According to officials, Chinese investments in the U.S. space companies and DoD vendors’ usage of Chinese software are causing anxiety within the Pentagon. Colin Supko, who is the director of the Defense Department’s trusted capital program, stated on September 28 at Space Sector Market Conference, “I will assure you that the supply chain is among the most important things that we are working on right now; within DoD.”

In January, the Department of Defense established the trusted capital initiative in response to worries that China was leveraging its financial muscle to gain access to parts of the defense industrial base that is situated in the U.S. The trusted capital office promotes venture capital firms to be vetted by the Department of Defense so that they can be designated as “clean capital” sources. As billions of dollars stream into the space industry, it becomes more difficult for the government to detect so-called hostile capital.

“Everyone understands that relying on possible adversaries for some of the vital systems and technologies is not in the best interests of the U.S.,” said Supko, a U.S. Navy captain and technology entrepreneur. “I will assure you that the current administration is working hard to address some of those issues, and they have some of the brightest minds working on it,” he said.

According to him, the Department of Defense’s trusted capital office is currently working with upwards of 70 companies and 20 venture firms totaling $1.2 billion in funding. “Our office was created to provide the government with due diligence capabilities. If a startup passes the DoD process, it receives a “warm introduction” to venture capitalists.”

“We attempt to connect entrepreneurs with V.C. funds that understand the value of clean funding,” Supko stated. He said that the Department of Defense has substantial latitude in assessing whether particular sources of capital are legitimate or antagonistic and that a company’s ability to compete for military contracts might be harmed as a result.

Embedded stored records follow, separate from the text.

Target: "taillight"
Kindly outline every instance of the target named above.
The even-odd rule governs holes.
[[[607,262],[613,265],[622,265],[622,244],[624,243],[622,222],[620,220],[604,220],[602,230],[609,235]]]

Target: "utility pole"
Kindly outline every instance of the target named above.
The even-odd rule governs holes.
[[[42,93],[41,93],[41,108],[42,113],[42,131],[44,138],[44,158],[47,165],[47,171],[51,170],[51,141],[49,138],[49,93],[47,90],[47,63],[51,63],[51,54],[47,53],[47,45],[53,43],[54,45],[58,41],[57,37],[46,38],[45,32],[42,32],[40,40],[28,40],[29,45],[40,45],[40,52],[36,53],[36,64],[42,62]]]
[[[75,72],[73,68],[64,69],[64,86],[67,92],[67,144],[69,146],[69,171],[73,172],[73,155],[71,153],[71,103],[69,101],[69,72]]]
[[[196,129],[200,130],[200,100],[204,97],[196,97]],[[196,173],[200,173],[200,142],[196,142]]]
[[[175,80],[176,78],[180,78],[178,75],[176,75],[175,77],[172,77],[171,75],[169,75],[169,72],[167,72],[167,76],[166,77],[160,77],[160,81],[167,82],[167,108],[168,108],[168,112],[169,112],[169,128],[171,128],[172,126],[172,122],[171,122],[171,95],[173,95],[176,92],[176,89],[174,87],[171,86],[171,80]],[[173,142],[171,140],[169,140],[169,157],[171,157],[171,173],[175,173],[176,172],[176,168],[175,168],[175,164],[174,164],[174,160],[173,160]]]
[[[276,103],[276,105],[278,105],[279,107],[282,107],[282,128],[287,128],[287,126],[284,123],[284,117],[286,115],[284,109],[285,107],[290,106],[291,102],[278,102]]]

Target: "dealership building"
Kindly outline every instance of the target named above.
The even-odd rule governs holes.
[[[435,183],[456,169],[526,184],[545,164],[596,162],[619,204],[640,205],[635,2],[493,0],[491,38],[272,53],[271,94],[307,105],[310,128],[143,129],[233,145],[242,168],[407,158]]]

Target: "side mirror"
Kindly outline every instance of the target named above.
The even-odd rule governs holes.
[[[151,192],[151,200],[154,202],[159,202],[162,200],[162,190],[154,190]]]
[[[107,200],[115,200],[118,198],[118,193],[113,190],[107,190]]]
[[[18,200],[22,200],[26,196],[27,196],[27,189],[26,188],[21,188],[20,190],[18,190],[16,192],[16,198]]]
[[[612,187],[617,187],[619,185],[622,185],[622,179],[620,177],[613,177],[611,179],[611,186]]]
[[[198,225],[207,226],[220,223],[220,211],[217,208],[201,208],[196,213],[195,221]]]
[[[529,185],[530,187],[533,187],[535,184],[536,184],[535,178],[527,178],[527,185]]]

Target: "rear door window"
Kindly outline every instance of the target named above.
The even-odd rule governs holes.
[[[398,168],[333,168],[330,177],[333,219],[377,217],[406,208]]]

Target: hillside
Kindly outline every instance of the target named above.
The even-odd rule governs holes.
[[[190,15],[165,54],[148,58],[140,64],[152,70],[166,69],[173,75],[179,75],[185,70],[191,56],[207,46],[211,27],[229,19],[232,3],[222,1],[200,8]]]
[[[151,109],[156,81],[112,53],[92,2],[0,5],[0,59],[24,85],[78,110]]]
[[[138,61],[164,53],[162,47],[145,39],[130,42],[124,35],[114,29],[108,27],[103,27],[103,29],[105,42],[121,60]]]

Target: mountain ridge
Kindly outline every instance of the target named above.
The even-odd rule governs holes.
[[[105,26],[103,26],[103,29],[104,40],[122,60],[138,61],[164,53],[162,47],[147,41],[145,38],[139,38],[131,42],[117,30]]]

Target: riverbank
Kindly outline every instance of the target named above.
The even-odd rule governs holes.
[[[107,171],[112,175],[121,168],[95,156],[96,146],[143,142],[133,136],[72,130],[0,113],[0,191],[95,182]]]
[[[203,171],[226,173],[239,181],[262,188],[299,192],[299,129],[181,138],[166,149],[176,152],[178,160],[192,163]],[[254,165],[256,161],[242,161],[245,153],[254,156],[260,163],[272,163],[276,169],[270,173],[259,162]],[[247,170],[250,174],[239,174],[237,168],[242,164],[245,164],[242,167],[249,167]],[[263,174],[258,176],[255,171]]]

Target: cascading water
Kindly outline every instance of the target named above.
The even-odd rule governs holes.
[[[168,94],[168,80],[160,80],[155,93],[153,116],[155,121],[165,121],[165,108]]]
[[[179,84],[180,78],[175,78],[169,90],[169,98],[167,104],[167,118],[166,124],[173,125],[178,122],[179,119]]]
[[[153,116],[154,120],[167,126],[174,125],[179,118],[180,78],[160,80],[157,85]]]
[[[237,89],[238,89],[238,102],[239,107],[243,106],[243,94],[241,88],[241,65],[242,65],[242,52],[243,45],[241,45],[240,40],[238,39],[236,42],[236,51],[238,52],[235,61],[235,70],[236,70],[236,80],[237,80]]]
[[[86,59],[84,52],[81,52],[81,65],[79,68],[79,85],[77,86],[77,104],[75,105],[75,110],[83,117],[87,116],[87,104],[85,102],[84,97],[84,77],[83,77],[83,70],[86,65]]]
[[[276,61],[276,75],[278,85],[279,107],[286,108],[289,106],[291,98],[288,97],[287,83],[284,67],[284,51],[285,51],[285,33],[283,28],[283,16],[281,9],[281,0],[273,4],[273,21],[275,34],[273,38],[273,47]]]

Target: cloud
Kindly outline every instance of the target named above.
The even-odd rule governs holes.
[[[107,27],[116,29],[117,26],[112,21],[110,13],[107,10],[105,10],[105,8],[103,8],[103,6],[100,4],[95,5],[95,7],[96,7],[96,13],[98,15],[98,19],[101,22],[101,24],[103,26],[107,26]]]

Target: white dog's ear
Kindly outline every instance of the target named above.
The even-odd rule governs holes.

The interagency Committee on Foreign Investment in the United States (CFIUS) reviews deals involving foreign corporations that want to merge or buy U.S. companies. CFIUS has the authority to propose that the U.S. government stop a transaction on the national security grounds. According to Supko, the Defense Security Cooperation Agency has the authority to investigate transactions in which a foreign “controlling influence” could be present.

Even if there is no outright purchase, the government may opt to bar a company from bidding for government contracts in the United States on the basis that it receives hostile capital. There are a lot of gray zones there, according to Supko. “We have to be very careful not to give one corporation an advantage over another because having foreign ownership or even specific sorts of influence within a company is not illegal.”